Actually, it’s simpler even than Will says; I wish I could have gone into the mechanics in more detail, but the talks have time constraints.

It comes down the the fact that drops are always at the front of the belt, not at some slot index position as if the belt were an array rather than the FIFO that it is. Consequently the hardware must use a canonical ordering of drops so the software can ask for the values in the right place when it wants them later. That ordering is latency order: if a multiply (latency 3) and an add (latency 1) drop in the same cycle, the add will be at a higher position number (say b1) than the multiply (say b0).

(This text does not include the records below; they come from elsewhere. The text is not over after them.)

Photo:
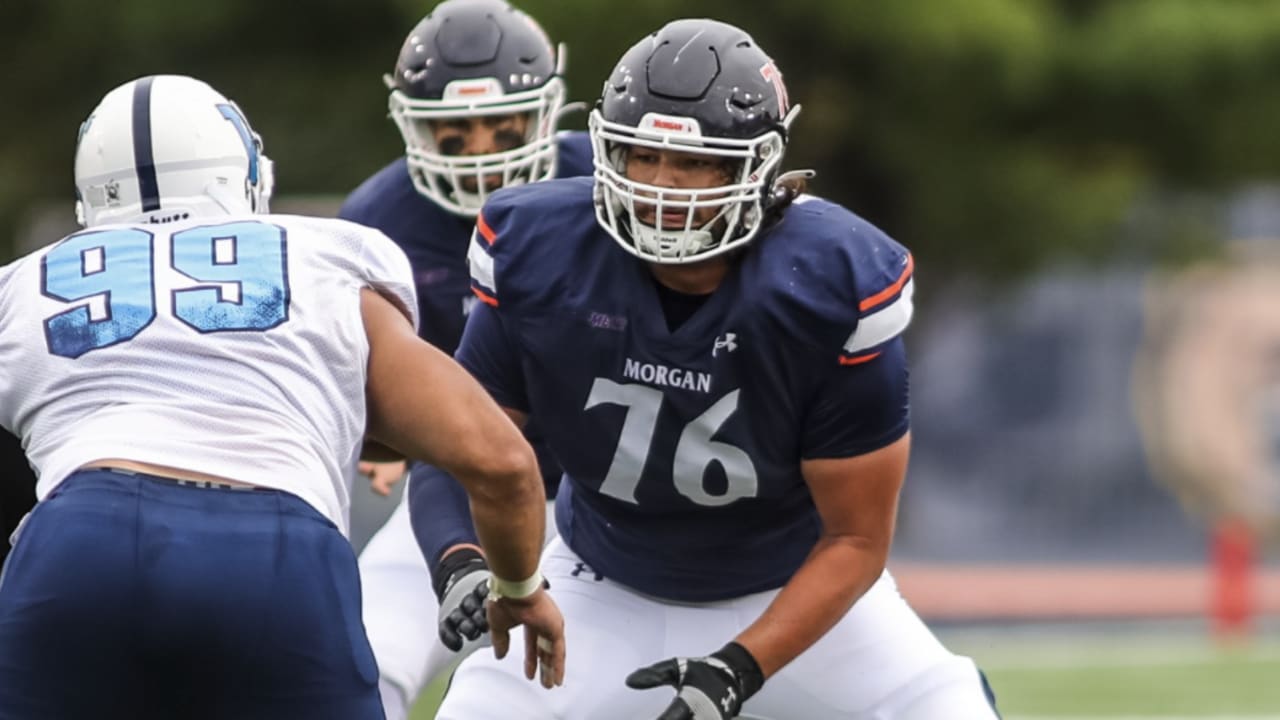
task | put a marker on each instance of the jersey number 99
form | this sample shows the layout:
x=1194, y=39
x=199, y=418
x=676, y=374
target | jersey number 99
x=237, y=272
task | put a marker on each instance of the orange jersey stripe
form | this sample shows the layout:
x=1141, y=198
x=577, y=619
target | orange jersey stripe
x=858, y=359
x=485, y=231
x=891, y=290
x=484, y=297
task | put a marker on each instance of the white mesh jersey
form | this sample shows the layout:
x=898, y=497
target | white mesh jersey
x=233, y=347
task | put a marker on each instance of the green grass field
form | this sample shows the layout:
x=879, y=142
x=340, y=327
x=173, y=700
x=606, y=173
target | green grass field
x=1109, y=673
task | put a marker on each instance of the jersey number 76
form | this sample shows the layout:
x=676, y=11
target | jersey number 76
x=695, y=450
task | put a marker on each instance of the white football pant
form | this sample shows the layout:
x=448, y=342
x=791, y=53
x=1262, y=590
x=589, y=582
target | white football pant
x=400, y=613
x=878, y=662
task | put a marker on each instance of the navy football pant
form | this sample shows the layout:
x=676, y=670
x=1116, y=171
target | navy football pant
x=133, y=597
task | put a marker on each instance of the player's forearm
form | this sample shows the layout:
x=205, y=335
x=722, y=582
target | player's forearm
x=439, y=513
x=839, y=572
x=506, y=515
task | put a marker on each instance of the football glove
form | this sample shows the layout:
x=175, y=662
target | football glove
x=707, y=688
x=462, y=586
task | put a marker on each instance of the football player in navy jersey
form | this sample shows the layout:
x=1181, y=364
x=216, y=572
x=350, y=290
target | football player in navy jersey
x=718, y=364
x=476, y=94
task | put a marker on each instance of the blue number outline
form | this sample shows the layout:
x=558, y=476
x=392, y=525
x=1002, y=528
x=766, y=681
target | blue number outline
x=80, y=333
x=78, y=343
x=179, y=309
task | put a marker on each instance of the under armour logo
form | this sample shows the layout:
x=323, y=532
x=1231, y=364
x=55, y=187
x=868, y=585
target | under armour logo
x=579, y=568
x=726, y=342
x=727, y=701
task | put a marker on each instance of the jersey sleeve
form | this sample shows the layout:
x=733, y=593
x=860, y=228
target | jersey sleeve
x=859, y=408
x=387, y=269
x=885, y=281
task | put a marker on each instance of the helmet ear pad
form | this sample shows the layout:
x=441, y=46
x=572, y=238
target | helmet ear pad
x=725, y=99
x=168, y=147
x=470, y=59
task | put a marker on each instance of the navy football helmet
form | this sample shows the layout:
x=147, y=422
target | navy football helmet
x=471, y=58
x=696, y=86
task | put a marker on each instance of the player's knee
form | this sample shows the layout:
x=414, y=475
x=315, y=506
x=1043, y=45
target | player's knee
x=964, y=696
x=394, y=703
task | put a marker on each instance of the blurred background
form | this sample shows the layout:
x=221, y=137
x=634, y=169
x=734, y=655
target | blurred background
x=1092, y=194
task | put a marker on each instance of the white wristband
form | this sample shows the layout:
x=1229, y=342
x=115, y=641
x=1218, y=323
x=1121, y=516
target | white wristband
x=501, y=588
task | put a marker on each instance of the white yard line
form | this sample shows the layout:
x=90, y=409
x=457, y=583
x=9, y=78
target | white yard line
x=1142, y=716
x=1069, y=657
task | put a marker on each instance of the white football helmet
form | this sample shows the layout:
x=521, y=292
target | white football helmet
x=168, y=147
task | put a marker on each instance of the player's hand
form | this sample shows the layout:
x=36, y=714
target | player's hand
x=382, y=475
x=707, y=688
x=544, y=634
x=462, y=587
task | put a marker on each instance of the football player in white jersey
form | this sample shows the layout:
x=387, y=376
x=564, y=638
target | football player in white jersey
x=193, y=381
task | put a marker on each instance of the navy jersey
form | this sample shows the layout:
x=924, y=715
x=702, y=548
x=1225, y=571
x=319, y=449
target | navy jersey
x=435, y=242
x=681, y=449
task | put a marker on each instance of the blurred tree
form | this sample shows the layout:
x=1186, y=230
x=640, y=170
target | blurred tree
x=991, y=136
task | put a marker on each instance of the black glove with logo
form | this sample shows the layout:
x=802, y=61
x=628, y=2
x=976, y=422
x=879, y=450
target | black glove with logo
x=707, y=688
x=461, y=583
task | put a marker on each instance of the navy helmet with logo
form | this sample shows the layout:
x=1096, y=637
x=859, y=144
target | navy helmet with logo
x=698, y=86
x=471, y=58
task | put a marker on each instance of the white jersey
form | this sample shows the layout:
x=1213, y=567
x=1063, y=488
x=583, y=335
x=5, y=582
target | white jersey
x=233, y=347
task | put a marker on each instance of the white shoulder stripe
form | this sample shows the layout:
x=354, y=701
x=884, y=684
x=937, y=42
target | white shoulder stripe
x=883, y=324
x=480, y=263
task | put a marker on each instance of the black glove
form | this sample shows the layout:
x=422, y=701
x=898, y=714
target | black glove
x=461, y=583
x=707, y=688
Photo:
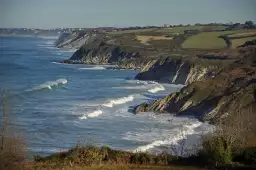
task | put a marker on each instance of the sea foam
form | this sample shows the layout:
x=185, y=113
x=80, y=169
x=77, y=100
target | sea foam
x=49, y=85
x=171, y=140
x=119, y=101
x=92, y=68
x=92, y=114
x=156, y=89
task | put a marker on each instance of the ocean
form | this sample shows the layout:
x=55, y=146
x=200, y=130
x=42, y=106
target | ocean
x=57, y=106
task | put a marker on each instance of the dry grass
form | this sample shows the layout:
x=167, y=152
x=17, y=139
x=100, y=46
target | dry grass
x=180, y=30
x=253, y=33
x=238, y=42
x=145, y=39
x=132, y=31
x=210, y=40
x=12, y=150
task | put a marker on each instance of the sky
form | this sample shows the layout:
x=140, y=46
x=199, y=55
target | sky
x=121, y=13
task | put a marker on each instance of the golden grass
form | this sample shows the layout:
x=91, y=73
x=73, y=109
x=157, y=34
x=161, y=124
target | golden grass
x=145, y=39
x=132, y=31
x=238, y=42
x=205, y=40
x=253, y=33
x=210, y=40
x=180, y=30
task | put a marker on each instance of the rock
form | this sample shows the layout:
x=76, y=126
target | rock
x=231, y=90
x=176, y=71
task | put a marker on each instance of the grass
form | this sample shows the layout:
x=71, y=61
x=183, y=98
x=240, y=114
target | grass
x=180, y=30
x=238, y=42
x=205, y=40
x=244, y=34
x=43, y=166
x=145, y=39
x=132, y=31
x=209, y=40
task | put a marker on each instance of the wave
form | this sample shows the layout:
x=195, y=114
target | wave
x=49, y=85
x=119, y=101
x=92, y=68
x=92, y=114
x=158, y=88
x=171, y=140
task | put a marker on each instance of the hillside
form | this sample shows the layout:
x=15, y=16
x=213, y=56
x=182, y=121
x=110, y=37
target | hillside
x=230, y=90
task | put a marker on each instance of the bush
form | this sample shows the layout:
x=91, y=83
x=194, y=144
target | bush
x=216, y=150
x=246, y=156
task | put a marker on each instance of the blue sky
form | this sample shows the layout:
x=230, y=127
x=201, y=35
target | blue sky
x=121, y=13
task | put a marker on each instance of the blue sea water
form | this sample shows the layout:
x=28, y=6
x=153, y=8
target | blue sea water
x=56, y=106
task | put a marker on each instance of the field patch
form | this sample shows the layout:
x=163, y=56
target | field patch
x=211, y=40
x=238, y=42
x=180, y=30
x=144, y=39
x=244, y=34
x=205, y=40
x=132, y=31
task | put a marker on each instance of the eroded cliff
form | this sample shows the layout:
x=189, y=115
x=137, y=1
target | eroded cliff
x=229, y=91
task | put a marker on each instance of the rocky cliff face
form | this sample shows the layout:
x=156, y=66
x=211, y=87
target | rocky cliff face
x=229, y=91
x=176, y=71
x=72, y=40
x=98, y=49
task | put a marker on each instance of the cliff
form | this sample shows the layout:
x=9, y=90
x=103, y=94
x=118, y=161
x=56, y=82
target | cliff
x=72, y=40
x=231, y=90
x=178, y=71
x=101, y=49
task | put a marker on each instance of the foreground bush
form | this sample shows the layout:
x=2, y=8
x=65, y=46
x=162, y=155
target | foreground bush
x=96, y=155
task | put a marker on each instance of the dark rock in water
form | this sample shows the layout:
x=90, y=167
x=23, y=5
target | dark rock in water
x=231, y=90
x=141, y=108
x=176, y=71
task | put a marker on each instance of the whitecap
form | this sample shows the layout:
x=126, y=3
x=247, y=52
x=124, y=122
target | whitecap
x=49, y=85
x=157, y=88
x=92, y=114
x=119, y=101
x=172, y=139
x=92, y=68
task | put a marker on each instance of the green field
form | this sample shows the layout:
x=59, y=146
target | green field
x=238, y=42
x=180, y=30
x=132, y=31
x=210, y=40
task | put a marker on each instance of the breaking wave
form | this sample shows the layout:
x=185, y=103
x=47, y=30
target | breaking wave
x=49, y=85
x=92, y=68
x=158, y=88
x=92, y=114
x=172, y=139
x=119, y=101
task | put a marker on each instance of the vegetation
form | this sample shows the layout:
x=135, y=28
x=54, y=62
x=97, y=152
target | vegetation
x=211, y=40
x=181, y=29
x=12, y=146
x=240, y=41
x=144, y=39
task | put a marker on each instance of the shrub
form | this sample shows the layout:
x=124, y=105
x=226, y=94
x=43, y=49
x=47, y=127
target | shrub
x=216, y=150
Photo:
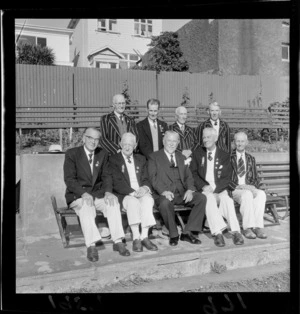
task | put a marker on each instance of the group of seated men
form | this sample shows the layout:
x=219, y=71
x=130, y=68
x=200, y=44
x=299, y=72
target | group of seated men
x=134, y=167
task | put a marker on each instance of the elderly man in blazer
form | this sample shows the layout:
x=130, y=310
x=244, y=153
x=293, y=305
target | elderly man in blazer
x=222, y=128
x=212, y=171
x=151, y=130
x=89, y=188
x=173, y=184
x=114, y=125
x=245, y=189
x=188, y=140
x=132, y=186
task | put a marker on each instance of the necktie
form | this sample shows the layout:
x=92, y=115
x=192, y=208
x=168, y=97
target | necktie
x=241, y=167
x=172, y=162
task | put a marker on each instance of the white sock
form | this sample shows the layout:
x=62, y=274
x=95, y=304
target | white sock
x=144, y=232
x=135, y=231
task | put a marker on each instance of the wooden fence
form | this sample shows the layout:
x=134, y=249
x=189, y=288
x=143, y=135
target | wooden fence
x=62, y=97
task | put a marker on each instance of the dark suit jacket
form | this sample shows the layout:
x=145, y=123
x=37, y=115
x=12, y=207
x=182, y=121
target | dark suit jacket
x=188, y=137
x=111, y=136
x=160, y=174
x=78, y=176
x=145, y=136
x=223, y=169
x=120, y=176
x=223, y=142
x=251, y=171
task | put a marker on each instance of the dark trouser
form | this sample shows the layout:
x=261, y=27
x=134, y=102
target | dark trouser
x=195, y=220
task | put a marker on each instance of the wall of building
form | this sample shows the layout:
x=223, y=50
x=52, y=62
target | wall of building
x=199, y=44
x=250, y=47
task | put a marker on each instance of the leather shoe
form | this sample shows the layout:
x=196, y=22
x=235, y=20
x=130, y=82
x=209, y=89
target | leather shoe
x=173, y=241
x=149, y=245
x=249, y=234
x=238, y=238
x=219, y=240
x=260, y=233
x=189, y=238
x=92, y=254
x=137, y=245
x=120, y=247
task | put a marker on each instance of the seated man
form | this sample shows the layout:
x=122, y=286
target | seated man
x=89, y=188
x=212, y=170
x=245, y=184
x=188, y=140
x=132, y=186
x=173, y=184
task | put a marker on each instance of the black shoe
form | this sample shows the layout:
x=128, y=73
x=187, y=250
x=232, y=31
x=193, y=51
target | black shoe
x=149, y=245
x=92, y=254
x=137, y=245
x=219, y=240
x=189, y=238
x=173, y=241
x=120, y=247
x=238, y=238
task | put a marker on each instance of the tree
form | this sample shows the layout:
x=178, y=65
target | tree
x=34, y=54
x=165, y=54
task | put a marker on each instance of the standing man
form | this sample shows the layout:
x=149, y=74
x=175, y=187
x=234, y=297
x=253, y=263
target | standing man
x=132, y=186
x=222, y=128
x=212, y=171
x=188, y=140
x=173, y=184
x=245, y=186
x=151, y=130
x=89, y=188
x=114, y=125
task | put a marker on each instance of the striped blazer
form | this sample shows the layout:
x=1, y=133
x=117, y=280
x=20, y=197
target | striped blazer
x=188, y=137
x=224, y=134
x=110, y=134
x=251, y=171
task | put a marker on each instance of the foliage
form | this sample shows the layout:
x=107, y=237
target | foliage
x=164, y=55
x=34, y=54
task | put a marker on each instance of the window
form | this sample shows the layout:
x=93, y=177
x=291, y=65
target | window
x=107, y=25
x=285, y=52
x=129, y=61
x=32, y=40
x=143, y=27
x=106, y=65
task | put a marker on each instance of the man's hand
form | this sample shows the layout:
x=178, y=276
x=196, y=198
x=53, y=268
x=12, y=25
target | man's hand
x=110, y=199
x=141, y=191
x=207, y=189
x=188, y=196
x=87, y=198
x=187, y=153
x=169, y=195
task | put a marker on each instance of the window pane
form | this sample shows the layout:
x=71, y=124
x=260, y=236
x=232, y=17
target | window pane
x=42, y=42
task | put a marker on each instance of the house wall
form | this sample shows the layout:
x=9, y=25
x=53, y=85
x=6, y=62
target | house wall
x=250, y=47
x=199, y=44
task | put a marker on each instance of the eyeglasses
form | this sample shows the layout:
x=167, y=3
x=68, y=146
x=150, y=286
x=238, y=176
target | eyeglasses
x=90, y=138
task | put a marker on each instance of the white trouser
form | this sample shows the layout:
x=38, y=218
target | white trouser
x=252, y=207
x=220, y=205
x=87, y=215
x=139, y=210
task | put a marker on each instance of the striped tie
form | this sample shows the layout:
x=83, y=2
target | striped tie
x=241, y=167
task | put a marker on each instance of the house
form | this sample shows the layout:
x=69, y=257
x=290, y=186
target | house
x=58, y=39
x=111, y=43
x=238, y=47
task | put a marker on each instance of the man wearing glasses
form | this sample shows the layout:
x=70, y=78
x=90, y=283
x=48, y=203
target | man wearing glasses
x=89, y=188
x=114, y=125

The Nones that are dropped by retire are stand-ins for values that are in flight and haven’t dropped yet, and the reason they are in flight is because they are the result of a long-latency operation that hasn’t reached its steady-state yet. Consequently, the latency-order of drop says that the ones that haven’t dropped yet would have been at low belt numbers if they were in steady state. Consequently all the Nones from retire, no matter how many there are, will be in a block at the front of the belt, followed by any real retires, followed by the rest of the pre-drop belt.

Getting that to work without a special op to say where things should go is what makes Dave’s Device so clever IMO.

Will is right that there are two forms of retire. Recall that Mill operands have metadata tags telling the operand’s width and scalarity, which guide the functional units when the operands later become arguments to ops. Nones, including those dropped by retire, need width tags too. There is one form of retire that gives the desired widths explicitly. There is also another form that gives only a drop count, as shown in the talk, and that form drops Nones with a tag with an Undef width.

When an Undef width is later eaten by an op, the width is defaulted to a width that makes sense to that op, following defined rules, and the op’s result (always a None of course) carries the width that would have resulted from that default. However, for some ops the defaulting rules can result in a wrong width, different from what the real non-None would have done, that can screw up the belt for other operations. The scheduler in the specializer knows when that happens, because it knows what the desired width is, and when it detects that the default would be wrong it uses the explicit-width form of retire.

That would have been another ten slides and an explanation of width tagging, and there wasn’t time for it.